CAPSULE!: Frances Ha

There's a familiar joy to this story of a young woman (not a very young woman) holding onto a kind of innocence even as the particular realities of life in New York (rent, moving, shifting loyalties within her social circle, less-than-abundant work opportunities) threaten to overwhelm her. Woody Allen and Hal Hartley previously, eloquently captured the lives of such people and their moment in this city around them, and now co-writers Noah Baumbach (director, knowing, perceptive) and Greta Gerwig (actor, title role, luminous) capture their moment.



Gerwig's performance steers well clear of the manic pixie too often seen in urban indies, bringing incredible dimension and warmth to Frances, generously sharing her ups and downs with us.
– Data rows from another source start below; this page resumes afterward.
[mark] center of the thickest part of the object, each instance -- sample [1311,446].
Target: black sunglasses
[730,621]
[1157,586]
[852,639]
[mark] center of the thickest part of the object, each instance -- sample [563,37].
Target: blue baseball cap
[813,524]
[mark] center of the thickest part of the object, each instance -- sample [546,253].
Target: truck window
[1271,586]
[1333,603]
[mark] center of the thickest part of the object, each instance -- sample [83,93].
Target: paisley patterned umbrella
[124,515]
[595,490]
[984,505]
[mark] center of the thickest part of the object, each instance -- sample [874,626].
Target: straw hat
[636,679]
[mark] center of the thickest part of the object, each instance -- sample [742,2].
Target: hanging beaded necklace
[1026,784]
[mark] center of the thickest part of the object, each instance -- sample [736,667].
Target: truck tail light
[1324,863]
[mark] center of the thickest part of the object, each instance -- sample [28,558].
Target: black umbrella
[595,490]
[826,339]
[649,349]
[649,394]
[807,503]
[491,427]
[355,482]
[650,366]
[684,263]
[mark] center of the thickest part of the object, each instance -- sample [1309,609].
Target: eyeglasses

Gerwig is amazing at showing us Frances' life - in just one moment, for example, she gives us volumes of information in her non-verbal response to a letter from the IRS. And we feel her astonishment later in the film as everyone around her at a college function seem to be simultaneously losing their shit - nothing tells us that this is a turning point for Frances except for the way Gerwig portrays her reactions, and her subsequent, infectious renewal of spirit.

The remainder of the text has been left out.